Hi everybody,
we're discussing in #5684 whether we can stop sanitizing nicknames in the bridge descriptors that we publish here:
https://metrics.torproject.org/data.html#bridgedesc
The sanitizing process is described here:
https://metrics.torproject.org/formats.html#bridgedesc
When we started making sanitized bridge descriptors available on the metrics website we replaced all contained nicknames with "Unnamed". The reason was that "bridge nicknames might give hints on the location of the bridge if chosen without care; e.g. a bridge nickname might be very similar to the operators' relay nicknames which might be located on adjacent IP addresses."

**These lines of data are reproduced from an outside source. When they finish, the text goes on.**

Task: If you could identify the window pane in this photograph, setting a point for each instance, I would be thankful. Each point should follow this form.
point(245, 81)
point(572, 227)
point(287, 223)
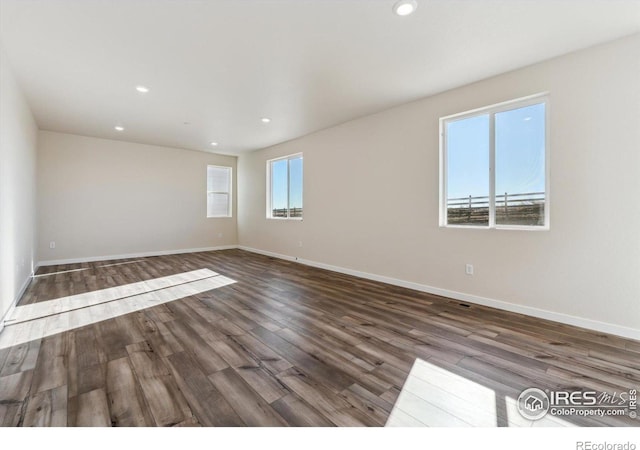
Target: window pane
point(218, 179)
point(520, 166)
point(468, 171)
point(295, 187)
point(279, 197)
point(217, 205)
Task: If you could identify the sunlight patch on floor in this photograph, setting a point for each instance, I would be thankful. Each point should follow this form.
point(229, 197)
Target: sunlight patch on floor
point(47, 318)
point(434, 397)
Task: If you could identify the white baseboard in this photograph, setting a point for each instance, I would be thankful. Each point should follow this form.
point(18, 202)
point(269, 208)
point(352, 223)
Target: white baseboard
point(582, 322)
point(57, 262)
point(16, 299)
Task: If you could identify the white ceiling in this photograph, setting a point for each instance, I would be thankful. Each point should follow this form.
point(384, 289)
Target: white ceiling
point(221, 65)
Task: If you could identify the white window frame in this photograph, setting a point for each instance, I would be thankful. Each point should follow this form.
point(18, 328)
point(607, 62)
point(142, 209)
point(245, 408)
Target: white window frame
point(229, 192)
point(492, 110)
point(269, 186)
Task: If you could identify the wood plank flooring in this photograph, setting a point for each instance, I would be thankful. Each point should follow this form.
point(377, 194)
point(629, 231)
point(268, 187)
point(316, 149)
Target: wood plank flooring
point(288, 345)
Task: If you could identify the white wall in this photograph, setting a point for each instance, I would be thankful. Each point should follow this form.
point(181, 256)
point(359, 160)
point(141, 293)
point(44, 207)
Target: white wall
point(99, 198)
point(371, 197)
point(18, 137)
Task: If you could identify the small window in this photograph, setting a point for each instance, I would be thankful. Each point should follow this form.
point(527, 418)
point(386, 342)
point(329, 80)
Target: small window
point(494, 166)
point(218, 191)
point(284, 188)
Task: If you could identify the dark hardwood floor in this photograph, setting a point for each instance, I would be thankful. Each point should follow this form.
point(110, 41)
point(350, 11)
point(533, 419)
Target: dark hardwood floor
point(285, 344)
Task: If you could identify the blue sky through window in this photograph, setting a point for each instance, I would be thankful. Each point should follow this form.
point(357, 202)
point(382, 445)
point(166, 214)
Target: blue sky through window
point(519, 153)
point(280, 198)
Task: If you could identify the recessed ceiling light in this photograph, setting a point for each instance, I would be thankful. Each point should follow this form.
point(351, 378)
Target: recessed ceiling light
point(405, 7)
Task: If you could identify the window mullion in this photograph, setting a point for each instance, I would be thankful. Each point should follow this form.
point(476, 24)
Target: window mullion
point(492, 171)
point(288, 188)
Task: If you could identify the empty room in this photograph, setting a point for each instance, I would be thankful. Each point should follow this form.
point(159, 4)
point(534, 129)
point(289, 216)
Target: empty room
point(318, 213)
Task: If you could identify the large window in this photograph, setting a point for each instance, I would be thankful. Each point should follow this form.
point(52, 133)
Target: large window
point(284, 188)
point(218, 191)
point(494, 166)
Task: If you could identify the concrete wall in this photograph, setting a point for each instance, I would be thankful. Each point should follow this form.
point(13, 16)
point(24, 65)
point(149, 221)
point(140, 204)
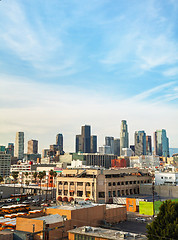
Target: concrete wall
point(162, 190)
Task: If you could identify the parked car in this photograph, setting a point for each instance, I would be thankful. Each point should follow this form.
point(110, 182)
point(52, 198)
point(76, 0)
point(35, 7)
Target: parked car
point(140, 219)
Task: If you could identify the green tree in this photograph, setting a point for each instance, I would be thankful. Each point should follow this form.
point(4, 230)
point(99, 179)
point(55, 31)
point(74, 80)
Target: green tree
point(165, 225)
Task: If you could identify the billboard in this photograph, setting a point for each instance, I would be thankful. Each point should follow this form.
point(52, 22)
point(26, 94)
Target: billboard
point(131, 204)
point(146, 208)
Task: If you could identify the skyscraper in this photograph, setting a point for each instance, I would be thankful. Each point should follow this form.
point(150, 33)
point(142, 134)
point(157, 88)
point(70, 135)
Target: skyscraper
point(161, 143)
point(93, 144)
point(79, 143)
point(19, 145)
point(117, 146)
point(124, 136)
point(86, 136)
point(32, 147)
point(140, 143)
point(148, 145)
point(59, 141)
point(109, 141)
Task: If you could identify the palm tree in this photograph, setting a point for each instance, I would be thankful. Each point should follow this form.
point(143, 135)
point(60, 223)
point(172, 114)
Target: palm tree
point(35, 174)
point(15, 176)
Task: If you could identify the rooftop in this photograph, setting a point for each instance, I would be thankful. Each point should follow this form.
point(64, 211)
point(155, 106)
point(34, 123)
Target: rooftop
point(106, 233)
point(50, 219)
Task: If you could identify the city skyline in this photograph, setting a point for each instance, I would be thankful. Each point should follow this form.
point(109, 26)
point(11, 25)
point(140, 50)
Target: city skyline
point(104, 143)
point(64, 64)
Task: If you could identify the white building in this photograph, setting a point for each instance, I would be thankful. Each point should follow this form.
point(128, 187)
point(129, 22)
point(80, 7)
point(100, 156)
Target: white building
point(166, 178)
point(5, 163)
point(144, 161)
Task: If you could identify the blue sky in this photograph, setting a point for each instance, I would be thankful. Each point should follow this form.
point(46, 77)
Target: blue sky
point(68, 63)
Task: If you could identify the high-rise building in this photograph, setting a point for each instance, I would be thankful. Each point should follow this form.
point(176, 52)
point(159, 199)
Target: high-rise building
point(32, 147)
point(148, 145)
point(10, 149)
point(161, 143)
point(83, 141)
point(93, 144)
point(19, 145)
point(117, 146)
point(140, 143)
point(86, 135)
point(59, 141)
point(109, 141)
point(124, 136)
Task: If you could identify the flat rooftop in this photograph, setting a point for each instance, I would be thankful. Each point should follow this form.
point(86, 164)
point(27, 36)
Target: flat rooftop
point(50, 219)
point(106, 233)
point(82, 204)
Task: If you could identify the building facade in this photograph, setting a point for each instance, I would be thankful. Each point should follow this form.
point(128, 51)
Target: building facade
point(124, 136)
point(148, 145)
point(19, 145)
point(59, 141)
point(109, 141)
point(5, 163)
point(100, 185)
point(93, 144)
point(161, 143)
point(117, 146)
point(32, 147)
point(140, 143)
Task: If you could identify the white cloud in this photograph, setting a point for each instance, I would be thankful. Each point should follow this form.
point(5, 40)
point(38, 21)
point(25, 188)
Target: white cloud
point(41, 111)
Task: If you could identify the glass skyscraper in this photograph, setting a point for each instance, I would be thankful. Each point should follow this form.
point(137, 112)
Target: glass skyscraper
point(161, 143)
point(124, 136)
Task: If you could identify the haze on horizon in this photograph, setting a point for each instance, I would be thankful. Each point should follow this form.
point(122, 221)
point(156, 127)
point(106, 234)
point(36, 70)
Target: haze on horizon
point(64, 64)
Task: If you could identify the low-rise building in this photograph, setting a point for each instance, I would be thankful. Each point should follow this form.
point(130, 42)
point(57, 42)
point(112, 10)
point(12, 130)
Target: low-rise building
point(145, 161)
point(100, 185)
point(93, 233)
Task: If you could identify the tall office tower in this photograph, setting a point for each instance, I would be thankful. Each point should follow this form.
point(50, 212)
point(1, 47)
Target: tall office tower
point(86, 136)
point(109, 141)
point(10, 149)
point(161, 143)
point(32, 147)
point(59, 141)
point(19, 145)
point(117, 146)
point(124, 136)
point(140, 143)
point(148, 145)
point(79, 144)
point(93, 144)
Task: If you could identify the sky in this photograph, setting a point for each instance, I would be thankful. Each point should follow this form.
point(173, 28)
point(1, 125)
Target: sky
point(67, 63)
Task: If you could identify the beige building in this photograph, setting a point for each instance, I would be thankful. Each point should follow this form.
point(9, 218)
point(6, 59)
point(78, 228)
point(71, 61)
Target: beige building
point(100, 185)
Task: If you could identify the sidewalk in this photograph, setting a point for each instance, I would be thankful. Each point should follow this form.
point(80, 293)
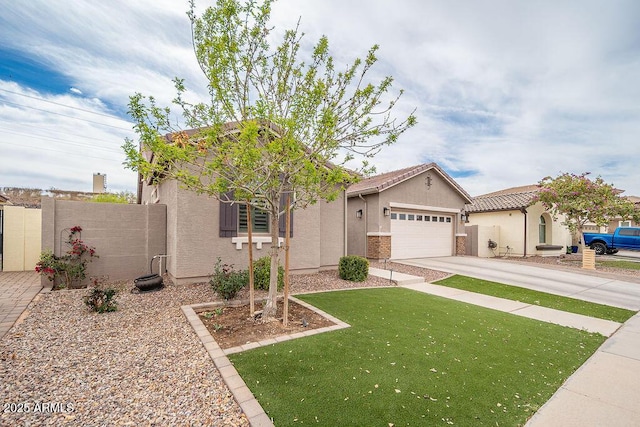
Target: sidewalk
point(17, 290)
point(604, 391)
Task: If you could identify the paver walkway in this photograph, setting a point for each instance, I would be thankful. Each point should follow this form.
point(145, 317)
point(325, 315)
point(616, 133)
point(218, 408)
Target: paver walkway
point(17, 290)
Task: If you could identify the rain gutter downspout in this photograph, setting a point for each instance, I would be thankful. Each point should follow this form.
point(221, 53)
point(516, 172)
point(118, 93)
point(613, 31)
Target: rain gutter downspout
point(524, 212)
point(344, 193)
point(366, 220)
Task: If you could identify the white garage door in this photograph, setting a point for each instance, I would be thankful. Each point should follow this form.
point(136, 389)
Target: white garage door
point(421, 234)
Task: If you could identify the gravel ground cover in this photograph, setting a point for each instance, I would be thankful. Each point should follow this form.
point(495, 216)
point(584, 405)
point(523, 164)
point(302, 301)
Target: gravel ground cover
point(139, 366)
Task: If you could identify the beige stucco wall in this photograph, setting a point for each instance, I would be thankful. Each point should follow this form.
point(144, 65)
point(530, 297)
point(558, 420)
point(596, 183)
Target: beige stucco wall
point(477, 243)
point(194, 242)
point(21, 238)
point(511, 225)
point(356, 227)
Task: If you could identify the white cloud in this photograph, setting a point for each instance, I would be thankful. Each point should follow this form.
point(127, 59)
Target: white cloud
point(512, 90)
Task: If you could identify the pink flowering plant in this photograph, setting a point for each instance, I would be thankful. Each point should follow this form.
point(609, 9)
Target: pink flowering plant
point(68, 270)
point(580, 200)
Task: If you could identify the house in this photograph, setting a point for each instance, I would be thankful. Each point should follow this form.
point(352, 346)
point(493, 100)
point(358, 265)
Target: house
point(505, 223)
point(201, 229)
point(409, 213)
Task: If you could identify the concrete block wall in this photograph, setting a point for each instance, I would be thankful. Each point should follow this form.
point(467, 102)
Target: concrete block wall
point(125, 237)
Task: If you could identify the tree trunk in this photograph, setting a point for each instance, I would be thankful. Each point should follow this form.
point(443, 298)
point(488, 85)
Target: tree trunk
point(285, 304)
point(250, 241)
point(270, 309)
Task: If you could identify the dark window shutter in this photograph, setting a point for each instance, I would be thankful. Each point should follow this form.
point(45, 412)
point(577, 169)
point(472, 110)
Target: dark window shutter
point(228, 218)
point(281, 222)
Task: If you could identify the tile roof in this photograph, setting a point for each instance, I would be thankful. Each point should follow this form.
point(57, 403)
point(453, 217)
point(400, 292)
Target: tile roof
point(514, 198)
point(381, 182)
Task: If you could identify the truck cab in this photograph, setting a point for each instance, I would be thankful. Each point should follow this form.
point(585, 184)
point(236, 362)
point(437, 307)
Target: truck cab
point(621, 238)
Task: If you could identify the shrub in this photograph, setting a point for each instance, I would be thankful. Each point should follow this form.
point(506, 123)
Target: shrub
point(353, 268)
point(68, 270)
point(226, 281)
point(262, 273)
point(101, 300)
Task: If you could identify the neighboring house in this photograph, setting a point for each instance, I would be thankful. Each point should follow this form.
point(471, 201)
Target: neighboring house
point(201, 229)
point(410, 213)
point(504, 223)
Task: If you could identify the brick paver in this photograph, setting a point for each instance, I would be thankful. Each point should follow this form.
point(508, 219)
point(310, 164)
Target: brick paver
point(17, 290)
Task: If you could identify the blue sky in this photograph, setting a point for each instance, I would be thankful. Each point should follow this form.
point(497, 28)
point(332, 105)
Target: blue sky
point(506, 92)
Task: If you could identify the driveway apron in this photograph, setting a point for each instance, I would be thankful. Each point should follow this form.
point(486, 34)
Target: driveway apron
point(604, 391)
point(17, 290)
point(594, 288)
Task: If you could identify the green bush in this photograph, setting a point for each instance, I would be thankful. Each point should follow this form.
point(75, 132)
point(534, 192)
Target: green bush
point(353, 268)
point(101, 300)
point(262, 272)
point(226, 281)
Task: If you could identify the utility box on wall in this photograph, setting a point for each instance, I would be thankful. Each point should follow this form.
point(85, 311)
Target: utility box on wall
point(483, 241)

This was an easy decision back then, because we didn't use the nickname for anything. This has changed with #5629 where we try to count EC2 bridges which all have a similar nickname. So, while we don't have that information, there'd now be a use for it. Another advantage of having bridge nicknames would be that they're easier to look up in a status website like Atlas (which doesn't support searching for bridges yet). We should re-consider whether it still makes sense to sanitize nicknames in bridge descriptors or not.
Regarding the reasoning above, couldn't an adversary just scan adjacent IP addresses of all known relays, not just the ones with similar nicknames? And are we giving away anything else with the nicknames?
It would be great to get some feedback here whether leaving nicknames in the sanitized descriptors is a terrible idea, and if so, why.
If nobody objects within the next, say, two weeks, I'm going to make an old tarball from 2008 available with original nicknames. And if nobody screams, I'll provide the remaining tarballs containing original nicknames another two weeks later.
Thanks! Karsten